Consider racemic epinephrine aerosol for children who develop stridor. Dose 0.25-0.75 mL of 2.25% racemic epinephrine solution in 2.5 cc water, repeat every 20 minutes as needed, cautioning for myocardial variability.
Young children are particularly susceptible to the acute pulmonary effects of mercury vapor. Both adults and children are treated by respiratory support and in some cases, mechanical ventilation may be necessary.
Early dyspnea can indicate upper-airway obstruction from swelling, reflex bronchospasm, or direct pulmonary injury, which all require treatment. Patients require careful assessment for stridor, wheezing, and rales. Patients who have chemically induced adult respiratory distress syndrom (ARDS) do not usually benefit from digoxin, morphine, afterload reduction, or diuretics. Supplemental oxygen, delivered by mechanical ventilation and positive end-expiratory pressure, if needed, are standard treatments.
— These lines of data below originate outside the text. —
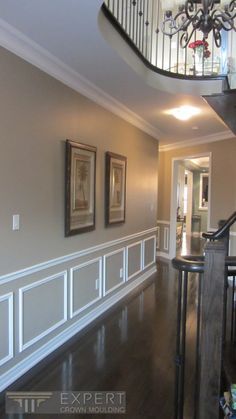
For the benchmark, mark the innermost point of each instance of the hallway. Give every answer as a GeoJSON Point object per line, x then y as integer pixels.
{"type": "Point", "coordinates": [131, 349]}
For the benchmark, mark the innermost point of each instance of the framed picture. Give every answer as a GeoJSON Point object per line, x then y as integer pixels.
{"type": "Point", "coordinates": [203, 191]}
{"type": "Point", "coordinates": [115, 188]}
{"type": "Point", "coordinates": [80, 188]}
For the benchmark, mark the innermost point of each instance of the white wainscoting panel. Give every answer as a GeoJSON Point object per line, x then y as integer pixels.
{"type": "Point", "coordinates": [42, 308]}
{"type": "Point", "coordinates": [149, 251]}
{"type": "Point", "coordinates": [134, 260]}
{"type": "Point", "coordinates": [113, 270]}
{"type": "Point", "coordinates": [85, 285]}
{"type": "Point", "coordinates": [6, 328]}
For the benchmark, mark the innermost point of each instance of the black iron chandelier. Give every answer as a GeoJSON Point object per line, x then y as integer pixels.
{"type": "Point", "coordinates": [198, 15]}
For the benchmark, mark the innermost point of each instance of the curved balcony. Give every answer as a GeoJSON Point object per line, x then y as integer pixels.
{"type": "Point", "coordinates": [140, 21]}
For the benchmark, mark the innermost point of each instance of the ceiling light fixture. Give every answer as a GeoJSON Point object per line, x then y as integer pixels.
{"type": "Point", "coordinates": [183, 113]}
{"type": "Point", "coordinates": [198, 15]}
Corticosteroids and antibiotics have been commonly recommended for treatment of chemical pneumonitis, but their effectiveness has not been substantiated.
Elemental mercury does not cause a chemical burn. Washing the exposed skin with soap and water should remove any residual liquid mercury.
Ensure that adequate eye irrigation has been completed. Test visual acuity. Examine the eyes for conjunctival or corneal damage and treat appropriately. Patients should be referred to an ophthalmologist when they have apparent or suspected corneal injury.
Alkalization of the urine stabilizes the dimercaprol-metal complex, and has been recommended to protect the kidneys during chelation therapy. There is no role for hemodialysis in removing mercury. However, hemodialysis might be required for supportive therapy in the treatment of renal failure and it might enhance the removal of the dimercaprol-mercury complexes.
Respiratory effects from high-dose exposures might resolve or gradually progress to ARDS, respiratory failure, and death. Infrequently, severe pulmonary effects can progress to interstitial fibrosis and residual restrictive pulmonary disease. Other potential sequelae of exposure to elemental mercury include effects on the kidneys and central nervous system. These effects can occur after high-dose acute exposure to mercury vapor, and are similar to the effects observed from chronic lower-dose exposures. Children under 30 months of age are at increased risk for pulmonary toxicity and are more susceptible to death from respiratory failure.